Let $v: \LL_0 \to \set {\T, \F}$ be a boolean interpretation.
Then $v$ is well-defined.
Proof 1
By Language of Propositional Logic has Unique Parsability, $\LL_0$ is uniquely parsable.
Therefore, the Principle of Definition by Structural Induction can be applied to $\LL_0$.
By inspection, we see that the definition of the boolean interpretation $v$ follows the bottom-up specification of propositional logic.
Hence the Principle of Definition by Structural Induction implies that $v$ is well-defined.
$\blacksquare$
Proof 2
This is to be done by strong induction on the length of WFFs.
By definition of $v$ being a boolean interpretation, $\map v p$ is well-defined for all $p \in \PP_0$, the vocabulary of $\LL_0$.
A WFF of length $1$ has (trivially) a unique parsing sequence.
Consequently, only a single defining rule for $v$ as a boolean interpretation applies.
So the result holds for all WFFs of length $1$.
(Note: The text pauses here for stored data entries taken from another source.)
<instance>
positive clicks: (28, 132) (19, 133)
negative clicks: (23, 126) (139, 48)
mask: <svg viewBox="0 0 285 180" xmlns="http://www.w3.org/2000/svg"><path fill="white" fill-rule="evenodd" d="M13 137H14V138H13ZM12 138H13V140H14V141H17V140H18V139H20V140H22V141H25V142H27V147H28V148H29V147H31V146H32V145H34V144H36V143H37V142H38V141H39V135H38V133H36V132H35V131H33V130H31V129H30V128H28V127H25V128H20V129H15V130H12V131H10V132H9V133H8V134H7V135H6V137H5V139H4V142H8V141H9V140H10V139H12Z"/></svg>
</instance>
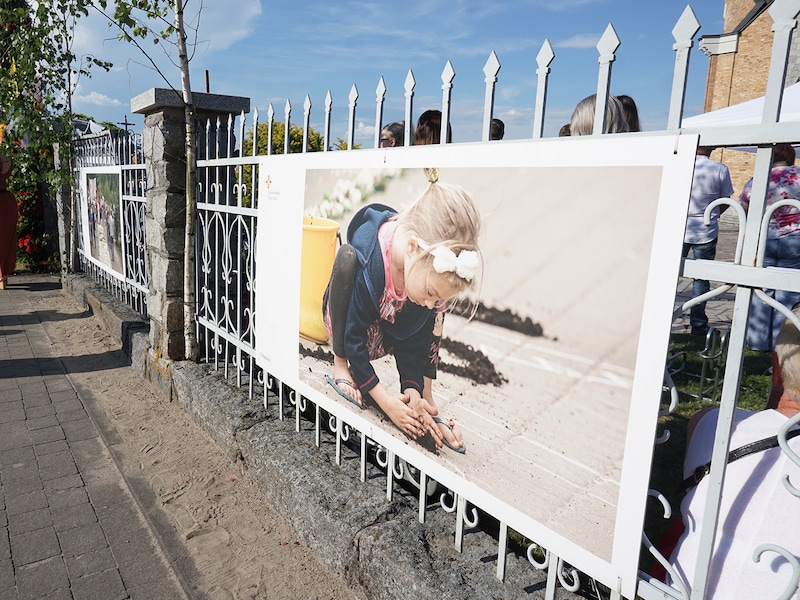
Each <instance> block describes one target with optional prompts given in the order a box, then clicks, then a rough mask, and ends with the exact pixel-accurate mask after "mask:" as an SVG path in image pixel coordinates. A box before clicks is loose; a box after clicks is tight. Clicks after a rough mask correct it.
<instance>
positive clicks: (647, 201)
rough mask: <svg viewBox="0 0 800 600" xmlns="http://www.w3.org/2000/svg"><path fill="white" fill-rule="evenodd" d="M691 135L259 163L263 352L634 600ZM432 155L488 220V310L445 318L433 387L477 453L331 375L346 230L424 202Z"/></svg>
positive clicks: (380, 439) (440, 400) (462, 491)
mask: <svg viewBox="0 0 800 600" xmlns="http://www.w3.org/2000/svg"><path fill="white" fill-rule="evenodd" d="M696 146H697V137H696V136H682V137H681V138H680V139H678V140H676V139H675V138H674V137H667V136H636V137H633V136H603V137H602V138H593V137H586V138H582V139H555V140H547V141H530V142H529V141H510V142H502V143H491V144H464V145H454V146H448V147H431V146H426V147H411V148H399V149H395V148H393V149H388V150H374V151H372V150H369V151H354V152H329V153H319V154H306V155H289V156H273V157H265V158H263V159H262V162H261V166H260V174H261V181H260V182H259V185H260V186H261V187H260V204H259V211H260V212H259V238H258V241H257V244H258V256H259V260H258V265H257V269H258V270H257V286H258V287H257V293H258V297H259V305H258V312H257V317H256V323H257V334H256V339H257V340H258V344H257V347H256V352H257V356H258V360H259V363H260V365H261V366H262V367H264V369H265V370H266V371H267V372H269V373H270V374H272V375H274V376H275V377H277V378H278V379H280V380H281V381H282V382H283V383H285V384H286V385H288V386H290V387H293V388H295V389H296V390H298V392H299V393H301V394H303V395H304V396H306V397H308V398H309V399H310V400H311V401H312V402H315V403H317V404H319V405H321V406H322V407H323V408H326V409H327V407H329V406H332V405H335V404H340V405H342V407H343V408H342V410H345V411H352V414H353V419H354V420H356V421H357V422H359V423H361V422H363V423H366V424H367V426H368V433H367V435H371V436H372V435H374V436H375V438H379V439H376V441H378V442H379V443H382V444H384V445H390V447H391V448H392V449H393V451H394V450H395V449H398V450H399V452H398V454H400V455H402V457H403V458H405V459H406V460H408V461H409V462H411V463H412V464H414V465H417V466H420V467H421V468H424V469H425V470H426V472H427V473H428V474H429V475H430V476H431V477H434V478H435V479H437V480H438V481H441V482H443V483H445V485H447V486H448V487H450V488H451V489H454V491H456V492H458V493H462V494H465V495H467V499H468V501H469V502H470V503H473V504H475V505H476V506H479V507H480V508H483V509H484V510H487V511H489V512H491V513H492V514H493V516H495V517H497V518H499V519H500V520H501V521H503V522H505V523H507V524H508V525H509V526H511V527H512V528H514V529H516V530H517V531H519V532H520V533H522V534H523V535H525V536H527V537H528V538H530V539H532V540H534V541H535V542H537V543H538V544H540V545H542V546H543V547H545V548H547V549H548V550H551V551H553V552H554V553H555V554H557V555H558V556H560V557H562V558H563V559H565V560H566V561H567V562H569V563H570V564H572V565H574V566H575V567H577V568H578V569H580V570H582V571H584V572H585V573H587V574H589V575H590V576H592V577H595V578H597V579H598V580H600V581H603V582H604V583H606V584H607V585H609V586H611V587H613V588H615V589H616V588H617V587H618V582H622V583H621V585H622V590H621V591H622V592H623V593H624V594H625V595H628V596H631V597H632V596H633V594H634V590H635V585H636V573H637V568H638V567H637V561H638V555H639V550H640V543H641V540H640V531H641V530H640V525H641V523H642V520H643V516H644V510H645V503H646V496H647V484H648V477H649V470H650V459H651V453H652V446H653V440H654V435H655V431H656V421H657V414H658V407H659V399H660V395H661V386H662V382H663V372H664V360H665V357H666V350H667V344H668V338H669V333H670V327H671V316H672V308H673V301H674V291H675V285H676V282H677V277H678V271H679V267H680V258H681V247H682V242H683V230H684V226H685V215H686V208H687V203H688V196H689V189H690V186H691V178H692V171H693V167H694V155H695V149H696ZM431 167H435V168H436V169H437V171H438V182H439V183H440V184H447V185H452V186H457V188H458V189H461V190H463V191H465V192H466V193H467V194H468V195H469V196H470V197H471V198H472V199H473V201H474V203H475V205H476V206H477V208H478V211H479V213H480V215H481V221H482V223H481V229H482V232H481V236H480V241H479V247H480V253H481V254H482V257H483V277H482V281H481V283H480V286H479V289H476V290H474V291H473V292H471V294H472V295H471V296H470V300H472V301H475V300H479V302H480V305H479V310H478V315H477V316H476V317H474V318H471V319H470V318H469V314H459V311H458V310H455V311H452V312H447V313H445V318H444V327H443V332H442V342H441V347H440V350H439V368H438V372H437V375H436V378H435V379H434V380H433V382H432V392H433V398H434V400H435V402H436V405H437V407H438V409H439V414H440V415H441V416H443V417H446V418H447V419H450V418H453V419H454V420H455V421H456V422H457V423H458V426H459V428H460V430H461V432H462V433H463V436H464V442H465V445H466V447H467V451H466V453H464V454H460V453H456V452H454V451H453V450H451V449H448V448H444V449H442V450H441V451H439V452H433V451H432V445H431V444H430V443H429V440H428V442H426V441H425V440H424V439H423V441H422V442H421V443H420V442H417V441H414V440H411V439H409V438H407V437H406V436H405V435H404V434H403V432H402V431H401V430H400V429H398V427H396V426H395V425H394V424H393V423H392V422H391V420H389V419H387V418H385V416H383V415H382V414H381V412H380V411H379V410H378V409H377V408H376V407H375V405H374V404H371V403H370V402H367V405H368V406H370V408H369V410H366V411H360V410H359V409H358V408H357V407H355V406H353V405H352V404H349V403H348V402H347V401H346V400H345V399H343V398H342V396H341V395H339V394H338V393H337V391H336V390H334V389H333V387H332V386H330V385H329V384H328V380H327V377H328V375H334V365H333V353H332V347H331V342H330V340H328V339H327V337H328V335H327V330H326V328H325V326H324V323H323V319H322V304H323V301H322V294H323V293H324V291H325V288H326V286H327V284H328V278H329V277H330V272H331V266H332V264H333V257H334V255H335V252H336V251H337V249H338V247H339V244H340V242H339V237H338V236H341V240H342V242H347V241H348V238H347V235H346V233H347V231H348V228H349V227H350V225H351V221H352V220H353V218H354V216H355V218H356V219H363V214H364V213H359V210H360V209H362V208H363V207H365V206H367V205H370V204H379V205H382V206H385V207H390V208H391V209H394V210H397V211H402V210H403V209H404V208H405V207H407V206H409V205H410V204H412V203H414V202H415V201H416V200H417V199H418V198H420V196H422V195H423V194H425V193H427V192H426V190H428V188H429V186H430V183H429V177H428V171H427V170H426V169H428V168H431ZM430 218H432V219H435V218H438V217H437V216H436V215H431V217H430ZM358 223H361V221H360V220H359V221H358ZM354 228H355V225H354V226H353V227H352V228H351V229H354ZM361 231H362V232H363V231H364V230H363V229H361ZM377 231H378V230H377V229H376V236H377V235H378V234H377ZM394 239H398V238H394ZM359 243H363V240H362V242H357V241H356V242H354V244H355V245H356V246H358V244H359ZM453 268H455V266H454V267H453ZM408 273H409V271H408V267H407V266H406V275H407V276H408V278H407V279H406V282H409V283H408V289H409V297H411V294H412V291H411V290H412V287H411V286H412V283H410V281H411V279H410V277H411V276H410V275H408ZM394 276H395V277H401V276H402V273H401V274H400V275H397V274H395V275H394ZM381 281H385V280H384V279H382V280H381ZM426 281H428V283H430V281H431V280H430V279H428V280H426ZM276 285H279V287H280V289H281V293H280V294H277V293H274V291H273V292H271V291H270V290H274V289H275V286H276ZM401 287H402V285H398V283H397V279H396V280H395V288H397V290H400V288H401ZM434 287H435V286H434ZM434 291H435V292H437V293H438V290H434ZM356 293H357V292H353V294H354V295H355V294H356ZM354 301H355V300H354ZM417 308H418V307H417ZM404 309H405V310H406V311H410V310H414V309H415V308H414V307H411V306H410V305H409V306H408V308H401V309H400V310H399V311H398V315H399V314H400V313H401V312H402V311H403V310H404ZM468 312H469V311H467V313H468ZM348 318H350V317H348ZM398 318H400V317H399V316H398ZM385 331H389V329H385ZM392 339H394V338H392ZM398 339H399V338H398ZM298 347H299V348H300V351H298ZM396 347H397V348H406V347H407V346H406V345H404V342H403V343H399V342H398V343H397V345H396ZM403 361H404V359H403V358H401V356H400V351H398V352H397V360H396V359H395V356H393V355H391V354H390V355H388V356H385V357H382V358H378V359H376V360H373V361H372V363H371V365H372V368H373V369H374V372H375V376H376V377H377V378H378V379H379V380H380V382H381V384H382V385H383V386H384V387H385V388H387V390H389V391H390V392H391V393H396V392H399V391H400V376H399V375H398V372H399V371H400V372H402V371H403V369H405V368H406V367H405V366H404V365H405V363H404V362H403ZM401 363H402V364H401ZM337 410H338V409H337ZM339 414H341V413H339ZM344 414H347V413H344ZM370 432H371V433H370ZM632 523H635V526H631V524H632Z"/></svg>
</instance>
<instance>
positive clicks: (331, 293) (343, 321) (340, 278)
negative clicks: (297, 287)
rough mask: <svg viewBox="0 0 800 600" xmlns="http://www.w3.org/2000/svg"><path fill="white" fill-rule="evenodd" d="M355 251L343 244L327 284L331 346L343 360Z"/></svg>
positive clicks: (334, 264) (350, 292)
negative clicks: (330, 323)
mask: <svg viewBox="0 0 800 600" xmlns="http://www.w3.org/2000/svg"><path fill="white" fill-rule="evenodd" d="M356 261H357V258H356V251H355V250H354V249H353V247H352V246H351V245H349V244H343V245H342V247H341V248H339V251H338V252H337V253H336V259H335V260H334V262H333V271H332V272H331V281H330V283H329V284H328V310H329V311H330V317H331V332H332V334H333V335H332V339H331V345H332V346H333V353H334V354H335V355H336V356H338V357H339V358H344V330H345V325H346V324H347V310H348V309H349V308H350V296H352V295H353V285H354V284H355V281H356V266H357V262H356Z"/></svg>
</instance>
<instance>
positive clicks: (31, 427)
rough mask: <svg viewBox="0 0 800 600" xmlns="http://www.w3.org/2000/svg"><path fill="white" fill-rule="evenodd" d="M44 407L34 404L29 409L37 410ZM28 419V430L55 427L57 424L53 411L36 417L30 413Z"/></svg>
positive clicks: (43, 406)
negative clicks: (29, 408) (47, 414)
mask: <svg viewBox="0 0 800 600" xmlns="http://www.w3.org/2000/svg"><path fill="white" fill-rule="evenodd" d="M42 408H46V407H45V406H35V407H33V408H32V409H31V410H37V409H42ZM23 412H25V411H23ZM27 420H28V431H36V430H37V429H46V428H49V427H57V426H58V419H57V418H56V415H55V413H53V414H49V415H45V416H43V417H38V418H31V416H30V415H28V416H27Z"/></svg>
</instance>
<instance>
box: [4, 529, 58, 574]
mask: <svg viewBox="0 0 800 600" xmlns="http://www.w3.org/2000/svg"><path fill="white" fill-rule="evenodd" d="M9 540H10V542H11V556H13V557H14V565H15V566H16V567H17V568H19V567H20V566H22V565H28V564H31V563H34V562H38V561H40V560H44V559H46V558H52V557H53V556H58V555H60V554H61V547H60V546H59V544H58V537H57V536H56V532H55V530H54V529H53V528H52V527H47V528H45V529H39V530H37V531H32V532H30V533H22V534H20V535H12V536H10V538H9Z"/></svg>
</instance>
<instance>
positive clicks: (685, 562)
mask: <svg viewBox="0 0 800 600" xmlns="http://www.w3.org/2000/svg"><path fill="white" fill-rule="evenodd" d="M795 314H797V315H799V316H800V310H798V309H795ZM772 382H773V386H772V392H771V394H770V399H769V401H768V403H767V408H766V409H765V410H762V411H758V412H752V411H747V410H742V409H736V411H735V413H734V425H733V432H732V433H731V442H730V450H732V451H733V450H736V449H739V448H741V447H742V446H745V445H746V444H750V443H753V442H759V441H761V440H765V439H767V438H770V437H772V436H776V435H777V434H778V430H779V429H780V428H781V426H783V425H784V424H786V422H787V421H788V420H789V419H791V418H793V417H795V416H796V415H797V414H798V413H800V331H798V330H797V328H796V327H795V325H794V323H792V322H791V321H788V320H787V321H786V322H785V323H784V325H783V328H782V329H781V332H780V334H779V335H778V339H777V343H776V345H775V352H774V353H773V355H772ZM717 416H718V409H716V408H713V409H705V410H703V411H700V412H699V413H698V414H697V415H695V416H694V417H692V420H691V421H690V423H689V430H688V432H687V434H688V436H689V442H688V446H687V451H686V457H685V460H684V469H683V471H684V477H687V480H689V478H690V477H691V476H692V475H693V474H694V473H695V470H696V469H697V468H698V467H701V468H702V466H703V465H706V464H707V463H708V462H709V461H710V460H711V452H712V446H713V444H714V435H715V430H716V426H717ZM797 429H798V427H797V426H795V427H793V428H792V430H790V431H789V435H788V436H787V437H791V436H792V431H795V430H797ZM788 443H789V446H790V448H791V449H792V450H793V451H794V452H795V453H800V437H797V438H792V439H790V440H789V441H788ZM765 445H766V444H765ZM787 477H788V482H789V483H790V484H791V485H792V486H793V487H794V488H800V466H798V465H797V464H795V463H794V462H793V461H792V459H791V457H790V456H789V455H788V454H786V453H785V452H784V451H783V450H782V449H781V448H780V447H779V446H777V445H776V446H772V447H769V448H767V449H763V450H759V451H753V452H751V453H747V454H744V455H743V456H742V457H741V458H738V459H736V460H733V461H731V460H730V458H729V461H728V464H727V466H726V471H725V481H724V485H723V489H722V501H721V504H720V512H719V520H718V526H717V533H716V536H715V540H714V549H713V553H712V556H711V563H710V566H709V577H708V586H707V589H706V595H705V596H704V598H717V599H721V600H736V599H739V598H741V599H747V600H752V599H753V598H778V597H781V594H782V593H783V592H784V590H786V589H787V588H788V587H789V586H790V584H791V585H793V586H795V587H796V586H797V581H794V582H793V583H792V578H793V572H792V571H793V569H792V565H791V563H790V561H789V560H787V559H786V558H785V557H784V556H782V555H781V554H779V553H777V552H773V551H771V550H770V551H767V552H765V553H763V554H762V555H761V557H760V560H758V561H756V560H754V552H755V551H756V549H757V548H759V547H760V546H762V545H763V544H773V545H776V546H780V547H782V548H783V549H784V550H785V551H786V552H787V553H789V554H790V555H793V556H794V557H800V519H798V518H797V516H796V513H797V511H798V510H799V509H800V497H795V496H794V495H792V493H790V492H789V490H788V489H787V488H786V487H785V485H784V479H785V478H787ZM709 479H710V477H709V476H705V477H703V478H702V479H701V480H700V481H699V483H697V485H695V486H694V487H692V488H691V489H689V491H688V493H687V494H686V496H685V497H684V499H683V502H682V503H681V515H682V518H683V524H684V527H685V530H684V532H683V534H682V535H681V537H680V539H679V540H678V544H677V546H676V547H675V550H674V551H673V552H672V556H671V559H670V562H671V564H672V566H673V567H674V568H675V570H676V571H677V575H678V576H679V577H680V578H681V580H682V581H683V584H684V585H685V586H686V588H687V589H688V590H689V591H690V592H691V589H692V585H693V582H694V578H695V574H696V568H697V555H698V549H699V544H700V534H701V531H702V529H703V526H704V525H705V524H706V523H707V521H706V519H705V515H704V511H705V504H706V498H707V495H708V489H709ZM709 525H710V524H709ZM672 585H675V584H674V583H673V584H672Z"/></svg>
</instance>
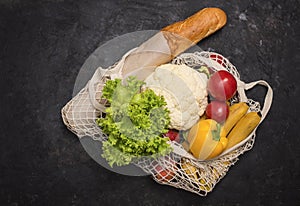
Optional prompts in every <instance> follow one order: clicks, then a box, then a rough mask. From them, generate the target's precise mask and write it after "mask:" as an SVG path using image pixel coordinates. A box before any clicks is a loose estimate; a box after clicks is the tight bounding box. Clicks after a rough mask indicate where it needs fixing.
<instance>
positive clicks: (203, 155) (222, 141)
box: [187, 119, 228, 160]
mask: <svg viewBox="0 0 300 206" xmlns="http://www.w3.org/2000/svg"><path fill="white" fill-rule="evenodd" d="M220 130H221V125H220V124H218V123H217V122H216V121H215V120H213V119H205V120H203V119H201V120H200V121H199V122H198V123H197V124H195V125H194V126H193V127H192V128H191V129H190V131H189V133H188V135H187V142H188V145H189V147H188V148H189V151H190V152H191V153H192V154H193V155H194V156H195V157H196V158H197V159H200V160H207V159H212V158H214V157H217V156H218V155H219V154H221V153H222V152H223V150H224V149H225V147H226V146H227V143H228V141H227V138H226V136H220Z"/></svg>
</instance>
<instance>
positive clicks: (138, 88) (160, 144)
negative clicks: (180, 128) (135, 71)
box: [97, 77, 172, 167]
Now, suppose the result is true for all WFFs of length $k$ or less.
Let $\mathbf A$ be a WFF of length $k+1$.
There are two possibilities:
Suppose $\mathbf A = \neg \mathbf B$ for some WFF $\mathbf B$.
Then $\mathbf B$ is of length $k$, so by the induction hypothesis has a unique value $v (\mathbf B)$ no matter what parsing sequence is used.
So as $\map v {\mathbf A} = \map {f^\neg} {\map v {\mathbf B} }$, it follows that $\mathbf A$ likewise has a unique value.
Hence the result holds for $k + 1$ in this situation.
Suppose $\mathbf A = \paren {\mathbf B * \mathbf C}$ for some WFFs $\mathbf B$ and $\mathbf C$ and some connective $*$.
By Language of Propositional Logic has Unique Parsability, $*$ must be the unique main connective.
So $\mathbf B$ and $\mathbf C$ are both WFFs shorter than $k + 1$ and therefore by the induction hypothesis have unique values $\map v {\mathbf B}$ and $\map v {\mathbf C}$.
Since $\mathbf A = \paren {\mathbf B * \mathbf C}$ for a unique main connective $*$, it follows that:
- $\map v {\mathbf A} = \map {f^*} {\map v {\mathbf B}, \map v {\mathbf C} }$
is well-defined.
Hence the result holds for $k + 1$ in this situation.
So the result follows by the Second Principle of Mathematical Induction.
$\blacksquare$